76

Chef Server Logging with the ELK Stack – Part 1

 5 years ago
source link: https://www.tuicool.com/articles/hit/fuMJBzy
Go to the source link to view the article. You can view the picture content, updated content and better typesetting reading experience. If the link is broken, please click the button below to view the snapshot at that time.
iUfqq27.png!web

How many recipes do you have in your cookbook? This isn’t off topic, for today I’ll be exploring the ins and outs of Chef logging to help you maintain the state of your kitchen. (Last of the bad puns.)

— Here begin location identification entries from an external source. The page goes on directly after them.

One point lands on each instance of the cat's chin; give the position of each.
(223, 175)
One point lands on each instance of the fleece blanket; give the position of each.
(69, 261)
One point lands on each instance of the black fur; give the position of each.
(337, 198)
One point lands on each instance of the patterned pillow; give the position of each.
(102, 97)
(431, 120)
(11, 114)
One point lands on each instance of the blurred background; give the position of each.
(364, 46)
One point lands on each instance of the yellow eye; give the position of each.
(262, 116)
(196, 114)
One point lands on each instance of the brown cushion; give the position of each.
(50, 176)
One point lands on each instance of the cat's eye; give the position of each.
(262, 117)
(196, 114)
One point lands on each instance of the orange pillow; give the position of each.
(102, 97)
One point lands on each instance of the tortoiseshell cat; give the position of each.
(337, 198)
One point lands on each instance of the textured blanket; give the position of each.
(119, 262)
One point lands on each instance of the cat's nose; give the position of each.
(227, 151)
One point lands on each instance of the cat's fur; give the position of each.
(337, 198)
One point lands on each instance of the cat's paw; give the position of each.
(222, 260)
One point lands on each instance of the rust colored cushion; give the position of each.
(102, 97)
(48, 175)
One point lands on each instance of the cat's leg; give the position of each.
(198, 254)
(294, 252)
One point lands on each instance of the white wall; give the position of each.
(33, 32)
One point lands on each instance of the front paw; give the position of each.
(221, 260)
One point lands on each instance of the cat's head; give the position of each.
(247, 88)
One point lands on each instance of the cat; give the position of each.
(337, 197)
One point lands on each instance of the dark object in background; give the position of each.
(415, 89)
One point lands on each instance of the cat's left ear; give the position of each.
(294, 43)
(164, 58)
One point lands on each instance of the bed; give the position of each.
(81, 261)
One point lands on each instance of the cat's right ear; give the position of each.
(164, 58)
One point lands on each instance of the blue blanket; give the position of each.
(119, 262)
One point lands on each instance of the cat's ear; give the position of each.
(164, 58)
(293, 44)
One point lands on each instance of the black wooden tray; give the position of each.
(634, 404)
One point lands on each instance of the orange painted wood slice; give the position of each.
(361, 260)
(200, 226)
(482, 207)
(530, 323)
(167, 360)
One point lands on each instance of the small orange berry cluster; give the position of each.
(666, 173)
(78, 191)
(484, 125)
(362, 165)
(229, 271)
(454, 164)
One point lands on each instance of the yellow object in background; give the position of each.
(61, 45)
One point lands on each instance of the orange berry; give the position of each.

For those unfamiliar, Chef is a configuration management and platform automation tool that sits in the same space as Puppet ( which we wrote about previously ).  The secret sauce of these tools (apparently I wasn’t done with the puns after all) is that they help you manage your infrastructure as code, allowing you to create and maintain automated, consistent, testable, and version controlled infrastructure configurations.

The 411 on Chef Microservices

For this tutorial, I’ll be showing how some of the microservices log messages for the Chef server itself. That said, it’s important to have a basic understanding of the top level concepts in Chef-verse. When deploying Chef for regular use, please adhere to best practices for Chef deployments. For more information about Chef best practices, take a look at Chef’s blog post on the topic .

Now into the fray.

Chef has a lot of services running under the hood that are responsible for “making it tick”, all of which are putting their logs in the Chef logging directory, opscode . The top level view of how everything looks for an HA / Production Chef configuration:

For the servers, which is the focus of this piece, you can see the following:

  • bookshelf : An S3 compatible service for storing cookbooks and all their related files.
  • nginx : Manages traffic to the Chef server.
  • oc-id : The authentication/authorization service.
  • oc_bifrost : Authorization API server. It replaced the Authz service, whose name lingers on in the log naming conventions.
  • opscode-erchef : Handles internal server API requests.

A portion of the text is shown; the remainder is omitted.